Ich konnte vom ersten Moment an richtig in die Geschichte abtauchen. Die Atmosphäre im Jahr 1989 kenne ich noch aus meiner eigenen Kindheit, und Alena Schröder hat die damalige Zeit wunderbar eingefangen. An vielen Stellen musste ich auch sehr schmunzeln, wenn mir Lieder, Gegenstände oder Werbung bekannt vorkam (Kassettenmitschnitte im Radio, Stu-Stu-Stu-Studio-Line-Werbung). Das Buch ist aber alles andere als eine nostalgische oberflächliche Erinnerung an vergangene Zeiten, sondern erzählt tiefgründig und einfühlsam Sylvias und Evelyns Geschichte. Je besser man beide Frauen im Buch kennenlernt, umso besser versteht man ihr Verhalten und ihre Charakterzüge, und viele Gedanken und Selbstzweifel kommen einem als Mutter selbst bekannt vor. Sylvias Heimatbesuch zwingt beide Frauen, sich schrittweise der Vergangenheit und lange Verdrängtem zu stellen. Hierbei nähern sie sich nicht nur langsam einander an, sondern sie lernen auch einiges über sich selbst, entwickeln sich weiter und finden die Kraft, Ballast abzuwerfen und ihrem Leben eine neue Wendung zu geben.

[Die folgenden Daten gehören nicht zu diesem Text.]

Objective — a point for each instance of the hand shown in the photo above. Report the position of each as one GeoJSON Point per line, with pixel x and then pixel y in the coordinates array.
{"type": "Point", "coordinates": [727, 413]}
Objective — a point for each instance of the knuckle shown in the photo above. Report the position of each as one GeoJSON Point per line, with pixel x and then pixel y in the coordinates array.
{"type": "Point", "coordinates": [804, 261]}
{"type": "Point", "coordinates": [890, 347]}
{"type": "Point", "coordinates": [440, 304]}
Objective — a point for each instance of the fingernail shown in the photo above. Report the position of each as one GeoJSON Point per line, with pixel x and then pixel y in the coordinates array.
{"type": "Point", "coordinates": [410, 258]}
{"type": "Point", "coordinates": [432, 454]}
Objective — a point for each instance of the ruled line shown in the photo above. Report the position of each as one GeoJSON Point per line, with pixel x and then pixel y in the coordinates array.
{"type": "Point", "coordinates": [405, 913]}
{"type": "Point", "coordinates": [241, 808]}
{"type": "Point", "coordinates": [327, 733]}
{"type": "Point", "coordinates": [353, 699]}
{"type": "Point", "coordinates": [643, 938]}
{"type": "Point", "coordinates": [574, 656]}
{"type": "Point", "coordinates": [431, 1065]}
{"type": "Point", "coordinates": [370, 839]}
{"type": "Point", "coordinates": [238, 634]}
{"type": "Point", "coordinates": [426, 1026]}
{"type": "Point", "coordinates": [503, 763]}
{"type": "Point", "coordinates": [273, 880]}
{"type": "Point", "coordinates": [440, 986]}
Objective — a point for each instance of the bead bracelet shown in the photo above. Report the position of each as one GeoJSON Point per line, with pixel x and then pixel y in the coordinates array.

Einziger Kritikpunkt: Das ein oder andere Schwabenklischee war mir als bayerische Schwäbin zu dick aufgetragen, da meinte ich doch die etwas herablassende Sicht einer Berlinerin zu erkennen.

Ich habe dieses Buch regelrecht verschlungen und bin wirklich begeistert vom Schreibstil und der Geschichte. Ich möchte nun auf jeden Fall auch das Buch "Junge Frau, am Fenster stehend, Abendlichen, blaues Kleid" lesen, das bereits 2021 erschien und die Geschichte von Sylvias Tochter Hannah und von Senta, Evelyns Mutter, erzählt.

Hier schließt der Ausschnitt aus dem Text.